So ist seit dem Jahr 2006 in Rostock-Warnemünde das 1. Korvettengeschwader der Marine mit den entsprechenden Kriegsschiffen für den Ostseeraum stationiert.

Ab 2012 wurden die bestehenden Führungsstrukturen der deutschen Seestreitkräfte in Norddeutschland im neuen Marinekommando in Rostock zusammengezogen.

Im Jahr 2019 wurden schließlich auch die Einsatzstäbe der Bundeswehrmarine in Kiel und Wilhelmshaven mit dem bereits in Rostock vorhandenen Stab zum DEU MARFOR (NATO-Abkürzung für German Maritime Forces Staff) zusammengeführt.
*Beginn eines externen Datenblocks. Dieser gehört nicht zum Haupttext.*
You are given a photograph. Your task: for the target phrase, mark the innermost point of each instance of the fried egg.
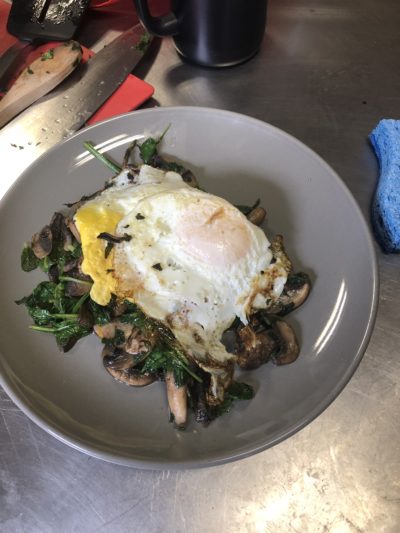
(186, 257)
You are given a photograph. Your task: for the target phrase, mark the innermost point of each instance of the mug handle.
(160, 26)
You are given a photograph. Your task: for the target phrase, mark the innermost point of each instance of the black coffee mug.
(213, 33)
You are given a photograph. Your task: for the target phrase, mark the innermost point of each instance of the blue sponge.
(385, 139)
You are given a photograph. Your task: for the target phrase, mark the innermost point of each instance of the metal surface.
(66, 109)
(327, 73)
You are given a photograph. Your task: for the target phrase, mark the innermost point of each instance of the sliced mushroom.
(42, 242)
(289, 346)
(86, 317)
(257, 215)
(137, 344)
(177, 401)
(116, 359)
(295, 292)
(74, 288)
(256, 348)
(119, 365)
(109, 330)
(72, 228)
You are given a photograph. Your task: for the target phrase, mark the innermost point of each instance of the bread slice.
(385, 139)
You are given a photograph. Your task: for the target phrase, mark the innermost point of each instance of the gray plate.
(73, 398)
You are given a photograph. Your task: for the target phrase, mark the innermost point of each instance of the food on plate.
(179, 284)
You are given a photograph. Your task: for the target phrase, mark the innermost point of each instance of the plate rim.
(217, 459)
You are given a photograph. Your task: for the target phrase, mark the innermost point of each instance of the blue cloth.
(385, 139)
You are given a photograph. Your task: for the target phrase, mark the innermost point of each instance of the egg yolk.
(91, 220)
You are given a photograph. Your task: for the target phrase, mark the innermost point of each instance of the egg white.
(192, 260)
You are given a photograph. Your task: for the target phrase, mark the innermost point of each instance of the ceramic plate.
(73, 398)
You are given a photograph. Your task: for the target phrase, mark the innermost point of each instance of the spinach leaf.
(163, 359)
(29, 261)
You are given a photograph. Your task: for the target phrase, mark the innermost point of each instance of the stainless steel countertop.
(327, 73)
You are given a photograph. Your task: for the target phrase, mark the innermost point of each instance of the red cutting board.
(130, 95)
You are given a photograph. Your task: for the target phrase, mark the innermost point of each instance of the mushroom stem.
(257, 215)
(290, 348)
(177, 401)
Dieser nationale militärische Führungs- und Einsatzstab mit multinationalem Anteil plant und führt nicht nur kleinere Einsätze der Deutschen Marine, sondern auch größere multinationale maritime Manöver und Operationen mit EU- und NATO-Bündnispartnern aus EU.

NATO oder EU können NATO-Hauptquartier aktivieren

In Krisenzeiten können NATO oder die EU den Stab als maritimes Hauptquartier aktivieren, um multinationale Flottenverbände samt U-Booten, Kampfflugzeugen und -hubschrauber zu befehligen. Dies kann in einer festen Infrastruktur an Land oder aber an Bord von deutschen oder verbündeten Kriegsschiffen erfolgen.

Kernaufgabe ist dabei die Landes- und Bündnisverteidigung in Form des Schutzes der NATO-Nordflanke samt der Kontrolle über die Ostsee.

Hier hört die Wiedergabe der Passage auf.